Heterosegmented Perturbed-Chain Statistical Associating Fluid Theory as a Robust and Accurate Tool for Modeling of Various Alkanes. 1. Pure Fluids

Heterosegmented molecular models based on statistical associating fluid theory (SAFT) seem to be very promising and robust tools for modeling thermodynamic properties of fluid mixtures. They differ from conventional SAFT-based methodologies as they take into account varying sizes and interactions of segments constituting chain molecules. Those different types of segments can be assigned to functional groups, and hence, the group contribution (GC) method is incorporated in a straightforward manner into the SAFT approach. In this contribution, we applied a heterosegmented version of perturbed-chain SAFT (hs-PC-SAFT) for modeling thermodynamic behavior of a great variety of pure saturated hydrocarbons, including n-alkanes, branched alkanes, and alkyl-monosubstituted cyclohexanes and cyclopentanes.

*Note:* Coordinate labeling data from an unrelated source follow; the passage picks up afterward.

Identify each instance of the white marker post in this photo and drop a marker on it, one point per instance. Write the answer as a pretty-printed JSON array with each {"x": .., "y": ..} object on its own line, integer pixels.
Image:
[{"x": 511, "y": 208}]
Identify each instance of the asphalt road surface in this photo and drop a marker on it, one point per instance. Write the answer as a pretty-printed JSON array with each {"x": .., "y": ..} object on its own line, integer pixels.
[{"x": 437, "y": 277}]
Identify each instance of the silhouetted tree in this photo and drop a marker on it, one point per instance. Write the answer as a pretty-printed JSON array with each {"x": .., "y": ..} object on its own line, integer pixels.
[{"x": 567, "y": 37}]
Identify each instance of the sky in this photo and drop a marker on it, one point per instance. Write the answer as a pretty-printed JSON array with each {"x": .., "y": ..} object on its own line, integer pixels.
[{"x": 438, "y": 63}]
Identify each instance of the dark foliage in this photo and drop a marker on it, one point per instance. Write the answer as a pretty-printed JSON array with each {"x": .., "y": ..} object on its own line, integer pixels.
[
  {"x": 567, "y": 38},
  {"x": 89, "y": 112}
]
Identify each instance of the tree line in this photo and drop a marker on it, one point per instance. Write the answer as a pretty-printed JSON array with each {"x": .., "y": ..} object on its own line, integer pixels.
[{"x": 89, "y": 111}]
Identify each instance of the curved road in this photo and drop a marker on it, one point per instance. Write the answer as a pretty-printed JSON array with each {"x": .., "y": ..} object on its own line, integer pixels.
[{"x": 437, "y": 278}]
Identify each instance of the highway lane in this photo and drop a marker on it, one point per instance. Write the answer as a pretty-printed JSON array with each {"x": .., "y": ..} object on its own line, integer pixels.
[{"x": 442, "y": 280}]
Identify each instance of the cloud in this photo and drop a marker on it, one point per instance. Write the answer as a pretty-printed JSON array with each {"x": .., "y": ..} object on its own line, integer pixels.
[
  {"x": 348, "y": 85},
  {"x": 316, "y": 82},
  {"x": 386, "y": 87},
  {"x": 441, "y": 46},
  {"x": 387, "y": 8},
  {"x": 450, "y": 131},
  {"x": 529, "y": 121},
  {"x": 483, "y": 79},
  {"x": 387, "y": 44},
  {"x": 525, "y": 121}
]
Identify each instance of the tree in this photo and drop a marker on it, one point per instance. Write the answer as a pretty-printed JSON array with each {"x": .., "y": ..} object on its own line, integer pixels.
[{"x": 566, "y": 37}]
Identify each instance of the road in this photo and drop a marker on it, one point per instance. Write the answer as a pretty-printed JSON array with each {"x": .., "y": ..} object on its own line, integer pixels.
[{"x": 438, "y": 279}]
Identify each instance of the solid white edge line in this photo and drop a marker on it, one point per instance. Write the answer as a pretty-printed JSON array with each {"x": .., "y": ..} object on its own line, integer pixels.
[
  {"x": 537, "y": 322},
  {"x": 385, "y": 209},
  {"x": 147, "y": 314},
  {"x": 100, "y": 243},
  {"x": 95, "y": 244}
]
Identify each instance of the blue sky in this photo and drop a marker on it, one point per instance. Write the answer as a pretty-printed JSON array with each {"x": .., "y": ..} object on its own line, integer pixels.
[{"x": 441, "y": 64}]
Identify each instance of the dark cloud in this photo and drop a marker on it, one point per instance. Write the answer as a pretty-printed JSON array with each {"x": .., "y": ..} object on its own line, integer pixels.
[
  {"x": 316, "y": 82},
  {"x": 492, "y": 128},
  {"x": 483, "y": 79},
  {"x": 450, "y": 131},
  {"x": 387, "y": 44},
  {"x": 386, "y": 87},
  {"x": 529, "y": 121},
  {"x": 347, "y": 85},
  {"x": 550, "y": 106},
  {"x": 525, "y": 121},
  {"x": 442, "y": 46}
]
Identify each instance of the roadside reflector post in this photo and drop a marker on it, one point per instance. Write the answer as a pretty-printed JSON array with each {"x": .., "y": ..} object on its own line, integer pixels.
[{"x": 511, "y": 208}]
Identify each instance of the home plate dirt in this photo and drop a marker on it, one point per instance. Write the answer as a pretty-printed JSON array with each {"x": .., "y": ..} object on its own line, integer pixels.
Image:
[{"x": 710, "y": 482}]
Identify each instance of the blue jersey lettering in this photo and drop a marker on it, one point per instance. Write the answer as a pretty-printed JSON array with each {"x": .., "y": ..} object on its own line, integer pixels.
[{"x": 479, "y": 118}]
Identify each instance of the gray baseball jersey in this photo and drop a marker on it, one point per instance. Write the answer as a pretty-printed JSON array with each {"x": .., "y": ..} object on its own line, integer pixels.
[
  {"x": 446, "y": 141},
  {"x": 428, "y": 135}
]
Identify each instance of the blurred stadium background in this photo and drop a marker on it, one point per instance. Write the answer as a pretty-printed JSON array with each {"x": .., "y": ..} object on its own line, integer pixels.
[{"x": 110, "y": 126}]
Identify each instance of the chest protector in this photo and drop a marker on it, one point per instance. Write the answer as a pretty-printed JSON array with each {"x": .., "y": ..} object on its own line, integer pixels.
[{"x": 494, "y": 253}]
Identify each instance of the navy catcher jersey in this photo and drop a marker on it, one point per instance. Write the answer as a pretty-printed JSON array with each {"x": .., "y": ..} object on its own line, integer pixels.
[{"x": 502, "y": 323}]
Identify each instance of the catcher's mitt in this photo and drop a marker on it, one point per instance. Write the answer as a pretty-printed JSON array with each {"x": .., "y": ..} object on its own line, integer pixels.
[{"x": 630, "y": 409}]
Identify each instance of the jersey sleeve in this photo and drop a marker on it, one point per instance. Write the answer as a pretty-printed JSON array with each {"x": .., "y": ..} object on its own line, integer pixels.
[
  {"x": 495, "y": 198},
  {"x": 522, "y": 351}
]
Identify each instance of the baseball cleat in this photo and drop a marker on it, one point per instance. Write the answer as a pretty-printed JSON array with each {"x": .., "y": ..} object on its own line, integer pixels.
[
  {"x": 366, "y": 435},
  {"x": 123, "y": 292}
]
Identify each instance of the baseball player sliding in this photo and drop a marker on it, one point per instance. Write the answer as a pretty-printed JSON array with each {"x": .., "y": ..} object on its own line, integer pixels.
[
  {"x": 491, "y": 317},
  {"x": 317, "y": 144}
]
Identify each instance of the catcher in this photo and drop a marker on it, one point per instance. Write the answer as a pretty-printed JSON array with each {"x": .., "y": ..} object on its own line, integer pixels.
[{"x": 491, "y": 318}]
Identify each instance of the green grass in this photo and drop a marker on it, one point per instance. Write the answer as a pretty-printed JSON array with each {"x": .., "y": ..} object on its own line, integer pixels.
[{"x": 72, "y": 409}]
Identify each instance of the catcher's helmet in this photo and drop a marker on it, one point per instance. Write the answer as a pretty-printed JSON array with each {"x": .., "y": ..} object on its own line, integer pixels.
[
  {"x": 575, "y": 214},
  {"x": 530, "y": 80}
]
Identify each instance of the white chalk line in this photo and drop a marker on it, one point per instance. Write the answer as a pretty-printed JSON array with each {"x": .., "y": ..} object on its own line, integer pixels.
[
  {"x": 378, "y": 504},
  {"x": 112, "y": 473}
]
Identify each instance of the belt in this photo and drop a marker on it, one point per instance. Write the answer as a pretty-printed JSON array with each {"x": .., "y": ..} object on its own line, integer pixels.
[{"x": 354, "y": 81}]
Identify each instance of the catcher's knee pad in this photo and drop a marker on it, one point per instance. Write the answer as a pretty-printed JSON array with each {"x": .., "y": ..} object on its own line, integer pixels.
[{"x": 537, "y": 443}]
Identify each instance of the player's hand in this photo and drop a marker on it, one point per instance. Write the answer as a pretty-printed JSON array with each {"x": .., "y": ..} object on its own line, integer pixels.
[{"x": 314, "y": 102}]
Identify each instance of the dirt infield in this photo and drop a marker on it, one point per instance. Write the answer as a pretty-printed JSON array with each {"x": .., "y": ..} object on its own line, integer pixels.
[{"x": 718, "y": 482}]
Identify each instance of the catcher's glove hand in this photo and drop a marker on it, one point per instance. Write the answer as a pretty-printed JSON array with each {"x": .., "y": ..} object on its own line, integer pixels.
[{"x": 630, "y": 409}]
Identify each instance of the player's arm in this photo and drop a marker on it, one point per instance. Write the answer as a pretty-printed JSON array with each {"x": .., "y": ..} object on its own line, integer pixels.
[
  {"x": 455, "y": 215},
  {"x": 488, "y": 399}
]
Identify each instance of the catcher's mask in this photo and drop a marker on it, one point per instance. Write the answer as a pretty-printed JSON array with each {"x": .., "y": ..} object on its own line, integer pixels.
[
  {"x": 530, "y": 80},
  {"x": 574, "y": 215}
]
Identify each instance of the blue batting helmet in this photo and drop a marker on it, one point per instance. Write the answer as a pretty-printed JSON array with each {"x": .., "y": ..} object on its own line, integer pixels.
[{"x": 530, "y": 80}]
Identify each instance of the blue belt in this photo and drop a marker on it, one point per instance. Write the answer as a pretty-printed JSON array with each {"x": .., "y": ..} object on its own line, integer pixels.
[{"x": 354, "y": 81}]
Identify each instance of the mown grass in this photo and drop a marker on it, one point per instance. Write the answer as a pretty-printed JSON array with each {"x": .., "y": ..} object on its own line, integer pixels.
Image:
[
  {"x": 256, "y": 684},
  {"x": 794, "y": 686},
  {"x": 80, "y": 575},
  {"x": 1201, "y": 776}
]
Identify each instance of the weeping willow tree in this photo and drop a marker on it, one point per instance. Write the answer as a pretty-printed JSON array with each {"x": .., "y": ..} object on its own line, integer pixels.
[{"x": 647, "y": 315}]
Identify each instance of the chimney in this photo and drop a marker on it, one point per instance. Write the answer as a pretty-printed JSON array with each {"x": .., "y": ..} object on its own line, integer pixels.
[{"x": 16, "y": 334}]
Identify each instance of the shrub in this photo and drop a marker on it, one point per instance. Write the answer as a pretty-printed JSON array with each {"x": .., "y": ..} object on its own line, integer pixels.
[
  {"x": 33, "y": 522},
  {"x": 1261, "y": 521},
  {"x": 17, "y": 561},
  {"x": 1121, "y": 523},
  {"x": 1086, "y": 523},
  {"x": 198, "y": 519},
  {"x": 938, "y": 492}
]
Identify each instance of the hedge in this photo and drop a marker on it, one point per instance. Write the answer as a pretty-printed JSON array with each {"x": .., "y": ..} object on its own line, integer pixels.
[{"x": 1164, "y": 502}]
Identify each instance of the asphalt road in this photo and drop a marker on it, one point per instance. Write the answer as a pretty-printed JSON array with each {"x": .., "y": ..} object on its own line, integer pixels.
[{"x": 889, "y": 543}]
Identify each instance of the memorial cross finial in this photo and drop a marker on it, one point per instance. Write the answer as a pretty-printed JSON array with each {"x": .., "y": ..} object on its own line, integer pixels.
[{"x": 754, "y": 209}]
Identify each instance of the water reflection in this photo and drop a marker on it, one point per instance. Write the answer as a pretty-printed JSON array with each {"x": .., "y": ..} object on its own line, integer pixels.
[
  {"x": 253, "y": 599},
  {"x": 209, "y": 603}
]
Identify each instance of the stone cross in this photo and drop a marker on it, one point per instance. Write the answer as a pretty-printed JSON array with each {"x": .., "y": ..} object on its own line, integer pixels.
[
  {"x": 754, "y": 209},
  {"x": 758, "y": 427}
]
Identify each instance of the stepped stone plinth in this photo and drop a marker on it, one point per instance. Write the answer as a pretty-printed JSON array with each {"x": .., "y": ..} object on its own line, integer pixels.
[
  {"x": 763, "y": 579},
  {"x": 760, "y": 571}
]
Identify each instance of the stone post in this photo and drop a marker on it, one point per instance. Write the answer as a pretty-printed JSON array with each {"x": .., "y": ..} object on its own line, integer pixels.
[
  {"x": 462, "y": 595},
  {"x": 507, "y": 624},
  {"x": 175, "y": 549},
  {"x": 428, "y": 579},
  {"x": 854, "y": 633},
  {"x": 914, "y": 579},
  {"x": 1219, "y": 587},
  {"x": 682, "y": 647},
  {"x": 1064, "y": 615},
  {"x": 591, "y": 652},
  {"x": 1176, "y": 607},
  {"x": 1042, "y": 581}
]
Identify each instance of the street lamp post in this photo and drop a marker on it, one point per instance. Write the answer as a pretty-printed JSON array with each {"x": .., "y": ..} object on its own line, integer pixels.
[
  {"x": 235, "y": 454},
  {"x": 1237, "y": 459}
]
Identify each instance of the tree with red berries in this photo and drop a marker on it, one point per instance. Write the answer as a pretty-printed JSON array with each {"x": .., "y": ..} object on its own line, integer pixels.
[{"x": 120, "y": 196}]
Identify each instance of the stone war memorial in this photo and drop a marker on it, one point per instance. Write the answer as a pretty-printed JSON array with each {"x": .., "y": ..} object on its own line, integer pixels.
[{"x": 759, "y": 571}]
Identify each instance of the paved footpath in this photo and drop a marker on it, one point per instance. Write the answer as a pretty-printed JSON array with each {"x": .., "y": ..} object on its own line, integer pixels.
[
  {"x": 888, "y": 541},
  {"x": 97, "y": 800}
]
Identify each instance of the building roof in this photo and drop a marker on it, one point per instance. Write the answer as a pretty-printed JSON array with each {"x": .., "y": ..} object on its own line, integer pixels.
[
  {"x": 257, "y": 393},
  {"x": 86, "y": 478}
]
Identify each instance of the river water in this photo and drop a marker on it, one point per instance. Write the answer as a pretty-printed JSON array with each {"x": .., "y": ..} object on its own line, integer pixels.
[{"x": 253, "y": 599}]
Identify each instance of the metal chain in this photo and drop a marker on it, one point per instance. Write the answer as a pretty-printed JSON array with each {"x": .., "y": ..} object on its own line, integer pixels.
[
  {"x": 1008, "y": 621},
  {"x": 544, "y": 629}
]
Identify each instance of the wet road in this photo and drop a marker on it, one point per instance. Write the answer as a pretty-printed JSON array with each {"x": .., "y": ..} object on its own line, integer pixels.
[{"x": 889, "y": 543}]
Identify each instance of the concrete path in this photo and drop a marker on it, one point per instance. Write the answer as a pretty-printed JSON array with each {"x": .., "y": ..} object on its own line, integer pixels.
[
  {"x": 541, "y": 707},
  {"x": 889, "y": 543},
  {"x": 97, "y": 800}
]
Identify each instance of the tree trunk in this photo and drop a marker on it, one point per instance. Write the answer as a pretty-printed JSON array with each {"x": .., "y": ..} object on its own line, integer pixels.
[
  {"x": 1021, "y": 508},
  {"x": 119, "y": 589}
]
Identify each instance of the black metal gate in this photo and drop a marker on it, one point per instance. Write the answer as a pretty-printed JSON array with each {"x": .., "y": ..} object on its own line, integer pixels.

All the investigated compounds were assumed to be composed of 11 distinct functional groups defined within the GC model. The properties under consideration were saturated liquid and vapor density, vapor pressure, enthalpy of vaporization, surface tension, isobaric heat capacity, speed of sound, the Joule-Thomson coefficient, the Joule-Thomson inversion curve, and the second virial coefficient. The respective model parameters (segments number m(i), segment diameter sigma(i)) for each defined functional group i as well as self- and/or cross-interaction parameters (u(ij)/k(B)) for each pair of groups i-j were determined by fitting experimental saturated liquid densities and vapor pressures of some selected alkanes over a wide range of temperature. Then, the optimized parameters were used to predict the properties of other compounds, and finally, the resulting predictions were compared to those obtained by using different similar methods described in the literature. It was shown that an overall predictive capacity of the hs-PC-SAFT approach is comparable to other similar methods based on variable-range SAFT (SAFT-VR) and superior over the conventional homosegmented SAFT models involving groups contributions.